Cubs fan blasts 'Cardinal Way'
Just what is a "fill-in-the-team name way" and why has it become such a common a term?
Cubs fan and Cardinals writer Bill McClellan wants to know just that and goes one step further in pleading for its retirement.
He attributes the rise of the phrase to last season's NLCS against the Dodgers, which painted Los Angeles as a bunch of bad guys and St. Louis as "good guys who believed in the Cardinal Way."
Reds fans already aren't fond of the Cardinals, a division rival. But more and more fans of other teams are too turning against the Redbirds. Is it because they're winning or manufacturing a mantra?
"When I was a kid, many people disliked the Yankees. That's because they won so much. That certainly explained the resentment that some people felt toward the Cardinals. But I suspect some of it had to do with the Cardinal Way," McClellan writes.
He further elaborates on what he calls an "insufferable World Series" matchup between the Cardinals and Red Sox.
"The Cardinal Way versus Boston Strong. Oh, how I longed for the days when baseball games weren't so fraught with meaning. If you liked team-oriented, moral, holistic people, you had to root for the Cardinal Way. But if you wanted to stand with the heroic people who persevered through the terrorist bombing of the Boston Marathon, you had to root for Boston Strong."
St. Louis isn't the first team to adopt this phrase. How many times has "Patriot Way" been uttered in the Bill Belichick era? McClellan cites an article with the headline "Shortstop Peralta adjusting quickly to Cardinal Way."
Peralta was suspended for 50 games last season as a result of the Biogenesis scandal. But after his initiation into the "Cardinal Way" we must view him as a new, transformed person -- or something like that.
That's far from the only example of the "Cardinal Way." Paul White coins it as unlikely stars emerging from the team's farm system. He must not have seen or read "Moneyball."

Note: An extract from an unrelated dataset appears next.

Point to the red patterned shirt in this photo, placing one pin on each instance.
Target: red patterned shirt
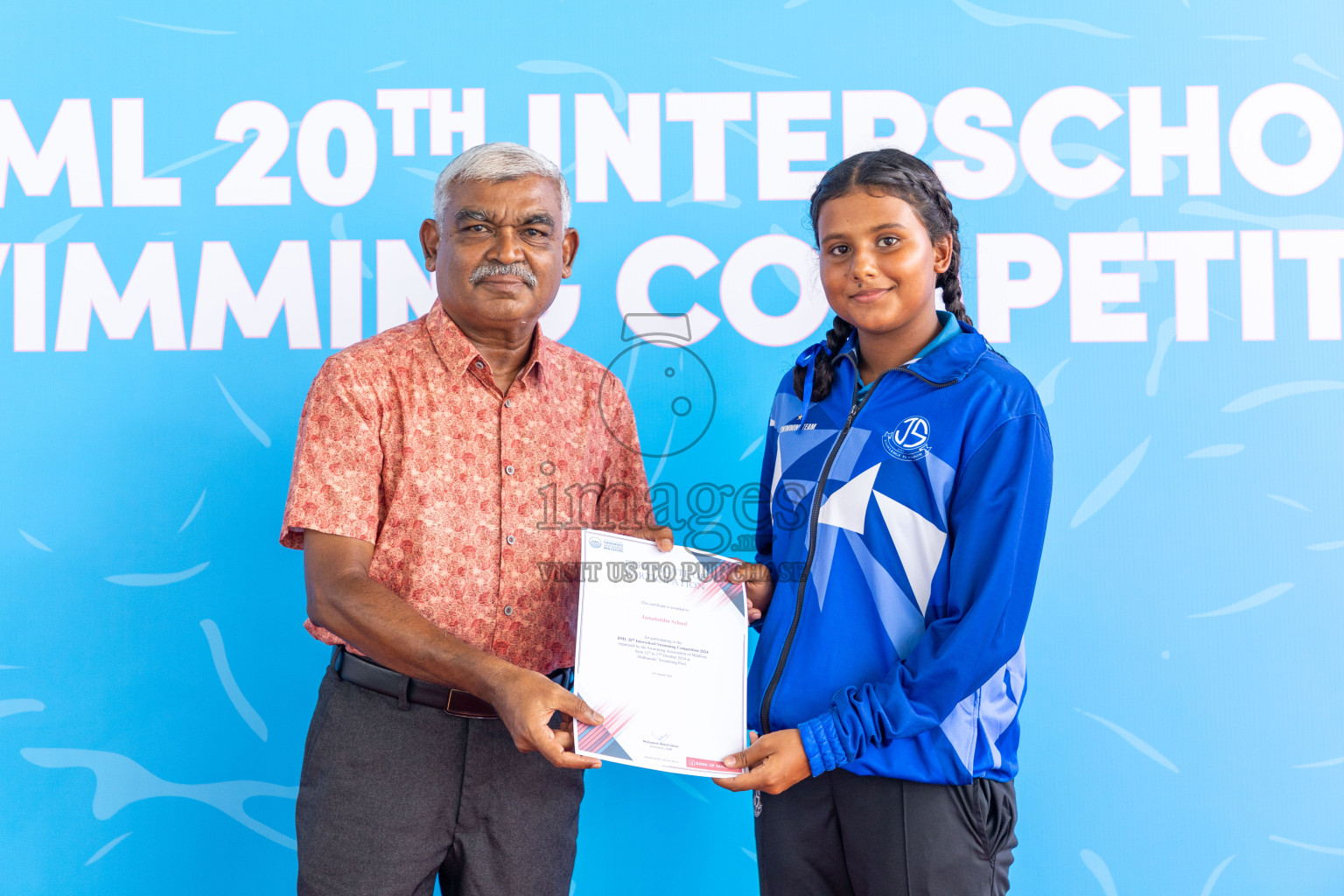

Tony Calandro has another definition for it:
"Ask any person in St. Louis to define "the Cardinal Way," and they will tell you that it's a style of play that both pays homage to and respects the fundamentals of the game dating back to when the team began playing baseball in this city in 1882. The style of play is described in phrases like "old school" and "respect for the game."
"A tradition unlike any other" logic -- The Masters is coming up.
But really, as McClellan describes, the "______ way" is just an overused way of painting a picture of a given team as all that much more virtuous than any other. In reality, whatever this supposed "Cardinal Way" encompasses probably is not much different than a hypothetical "Reds Way" or "Indians Way."
McClellan punctuates his argument with a short but sweet request: "I am imploring the Best Fans in Baseball: Please, stop."